Let's write a function that can be used to write a brief summary of a PDB entry

Please note, that certain calls could return multiple PDB entries (*i.e.* POST calls), but the GET summary call we use in this exercise will always return only one PDB entry

In [None]:
# The below functions work to returns the information for this id in a summary format.

def make_entry_summary(pdb_id,input_information):
    entry_information = get_entry_info(pdb_id,input_information)

    # Getting the title of the entry
    title = get_value("title", entry_information)

    # Getting the release date of the entry
    release_date = get_value("release_date", entry_information)
    # Formatting the release data to make it more user-friendly
    formatted_release_date = "{}/{}/{}".format(release_date[:4], release_date[4:6], release_date[6:])

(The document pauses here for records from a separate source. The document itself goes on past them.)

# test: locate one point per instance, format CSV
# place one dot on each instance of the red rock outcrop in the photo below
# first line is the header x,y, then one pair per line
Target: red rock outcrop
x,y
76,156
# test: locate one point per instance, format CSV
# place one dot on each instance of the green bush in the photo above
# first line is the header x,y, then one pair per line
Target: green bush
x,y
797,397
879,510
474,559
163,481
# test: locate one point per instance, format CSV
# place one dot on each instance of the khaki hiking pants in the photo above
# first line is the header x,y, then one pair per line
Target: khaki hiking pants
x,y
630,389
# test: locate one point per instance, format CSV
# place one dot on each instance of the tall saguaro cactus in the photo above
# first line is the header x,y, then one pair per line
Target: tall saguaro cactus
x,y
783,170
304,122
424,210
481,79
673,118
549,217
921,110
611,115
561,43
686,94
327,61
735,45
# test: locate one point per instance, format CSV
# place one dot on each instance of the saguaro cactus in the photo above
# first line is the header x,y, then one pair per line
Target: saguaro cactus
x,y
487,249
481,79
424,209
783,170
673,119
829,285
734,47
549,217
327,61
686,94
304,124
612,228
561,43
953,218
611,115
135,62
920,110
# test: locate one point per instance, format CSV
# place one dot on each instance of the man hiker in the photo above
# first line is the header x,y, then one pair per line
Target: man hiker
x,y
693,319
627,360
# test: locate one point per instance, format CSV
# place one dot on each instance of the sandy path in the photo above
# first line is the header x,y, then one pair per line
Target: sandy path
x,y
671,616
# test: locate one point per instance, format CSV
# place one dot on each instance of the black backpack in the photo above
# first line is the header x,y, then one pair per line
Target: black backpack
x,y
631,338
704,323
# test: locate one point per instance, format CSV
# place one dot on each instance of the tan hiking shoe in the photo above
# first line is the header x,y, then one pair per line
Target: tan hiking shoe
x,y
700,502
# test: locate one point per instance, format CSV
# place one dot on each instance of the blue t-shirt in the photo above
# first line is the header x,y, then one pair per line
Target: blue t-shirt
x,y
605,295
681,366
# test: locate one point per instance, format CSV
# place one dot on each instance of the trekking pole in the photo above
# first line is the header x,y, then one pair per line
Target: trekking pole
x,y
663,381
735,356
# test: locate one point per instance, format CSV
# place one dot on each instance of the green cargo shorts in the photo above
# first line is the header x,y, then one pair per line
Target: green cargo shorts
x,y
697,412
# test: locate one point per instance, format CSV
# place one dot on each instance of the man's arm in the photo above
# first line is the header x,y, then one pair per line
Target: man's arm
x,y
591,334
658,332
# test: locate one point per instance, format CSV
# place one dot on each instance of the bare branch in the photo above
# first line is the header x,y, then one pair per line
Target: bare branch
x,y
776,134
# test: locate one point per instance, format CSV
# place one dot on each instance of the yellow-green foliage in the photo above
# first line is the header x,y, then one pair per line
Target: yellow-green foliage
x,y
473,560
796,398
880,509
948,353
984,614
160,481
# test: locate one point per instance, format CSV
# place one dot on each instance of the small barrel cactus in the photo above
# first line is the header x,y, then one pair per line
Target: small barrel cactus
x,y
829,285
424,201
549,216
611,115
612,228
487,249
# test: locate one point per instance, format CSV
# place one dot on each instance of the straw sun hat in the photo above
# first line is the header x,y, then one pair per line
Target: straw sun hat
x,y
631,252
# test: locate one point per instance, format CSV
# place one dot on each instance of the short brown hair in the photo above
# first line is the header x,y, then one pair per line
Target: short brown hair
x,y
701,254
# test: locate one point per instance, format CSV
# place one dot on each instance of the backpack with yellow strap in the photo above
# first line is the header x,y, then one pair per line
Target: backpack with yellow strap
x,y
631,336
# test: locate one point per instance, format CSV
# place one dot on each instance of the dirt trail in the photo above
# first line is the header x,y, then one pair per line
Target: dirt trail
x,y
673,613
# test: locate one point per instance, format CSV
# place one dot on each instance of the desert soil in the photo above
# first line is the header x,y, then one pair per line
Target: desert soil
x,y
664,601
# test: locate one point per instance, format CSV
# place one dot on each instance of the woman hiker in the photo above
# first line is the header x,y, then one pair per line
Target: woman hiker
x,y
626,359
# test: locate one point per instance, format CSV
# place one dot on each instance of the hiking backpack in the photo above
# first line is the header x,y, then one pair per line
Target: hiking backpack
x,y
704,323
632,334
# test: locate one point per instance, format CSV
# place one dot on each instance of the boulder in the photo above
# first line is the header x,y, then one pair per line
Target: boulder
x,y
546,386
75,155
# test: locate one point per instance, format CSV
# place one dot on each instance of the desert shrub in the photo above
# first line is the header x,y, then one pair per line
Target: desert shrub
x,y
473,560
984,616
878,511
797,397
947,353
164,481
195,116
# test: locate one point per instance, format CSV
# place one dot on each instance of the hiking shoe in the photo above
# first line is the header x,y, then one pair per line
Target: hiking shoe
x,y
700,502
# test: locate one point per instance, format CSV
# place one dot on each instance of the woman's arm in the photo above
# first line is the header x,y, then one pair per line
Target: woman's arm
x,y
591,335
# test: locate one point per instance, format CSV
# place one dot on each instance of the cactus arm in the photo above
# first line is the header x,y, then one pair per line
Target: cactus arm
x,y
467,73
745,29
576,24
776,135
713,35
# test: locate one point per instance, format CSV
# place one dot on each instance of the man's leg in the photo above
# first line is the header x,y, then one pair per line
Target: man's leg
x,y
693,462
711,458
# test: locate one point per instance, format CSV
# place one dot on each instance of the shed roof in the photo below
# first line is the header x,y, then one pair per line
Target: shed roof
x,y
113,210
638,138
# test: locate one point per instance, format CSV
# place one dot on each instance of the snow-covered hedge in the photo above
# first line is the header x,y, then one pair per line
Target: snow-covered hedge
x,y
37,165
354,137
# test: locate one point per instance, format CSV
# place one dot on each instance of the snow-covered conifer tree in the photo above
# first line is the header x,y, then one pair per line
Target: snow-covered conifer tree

    # Getting the experimental methods
    # Because there can be multiple methods, so this is a list that
    # needs to be iterated
    experimental_methods = ""
    for experimental_method in get_value("experimental_method", entry_information):
        if experimental_methods:
            experimental_methods += " and "
        experimental_methods += experimental_method

    # Creating the summary text using all the extracted information
    summary = ("Entry is titled " + title + " was released on " + formatted_release_date + ". ")
    summary += ("This entry was determined using " + experimental_methods + ".")
    return summary

print(make_entry_summary("8cau",example_summary))

## 3) Switching to real API data

Finally, we will start using the PDBe API to make real calls to get data for any PDB entry of interest

First, we need a function to communicate with the API

Making calls over the network is more expensive than getting data from a mock dictionary, so we will include an additional check before making the call: we will check if the PDB id in the pdb_id argument is a valid id that matches the PDB id pattern

We will be using a functions from the Python package **re** and **request** in the function we will define below.

In [None]:
# This function will make a call to the PDBe API using the PDB id and API url provided as arguments.
def get_entry_from_api(pdb_id, api_url):

    # Check the PDB id is formatted correctly
    if not re.match("[0-9][A-Za-z][A-Za-z0-9]{2}", pdb_id):
        print("Invalid PDB id")
        return None

    # Make a GET call to the API URL
    get_request = requests.get(url=api_url+pdb_id)

    if get_request.status_code == 200:
        # If there is data returned (with HTML status code 200)
        # then return the data in JSON format
        return get_request.json()
    else:
        # If there is no data, print status code and response
        print(get_request.status_code, get_request.text)
        return None

# Try our GET function with an invalid PDB id
print("Trying to GET data with invalid PDB id:")
print(get_entry_from_api("whatever", summary_url))
print()

# Try our GET function with a valid PDB id
print("Trying to GET data with valid PDB id:")
pprint.pprint(get_entry_from_api("8cau", summary_url))

print()

print(make_entry_summary("8cau",get_entry_from_api("8cau", summary_url)))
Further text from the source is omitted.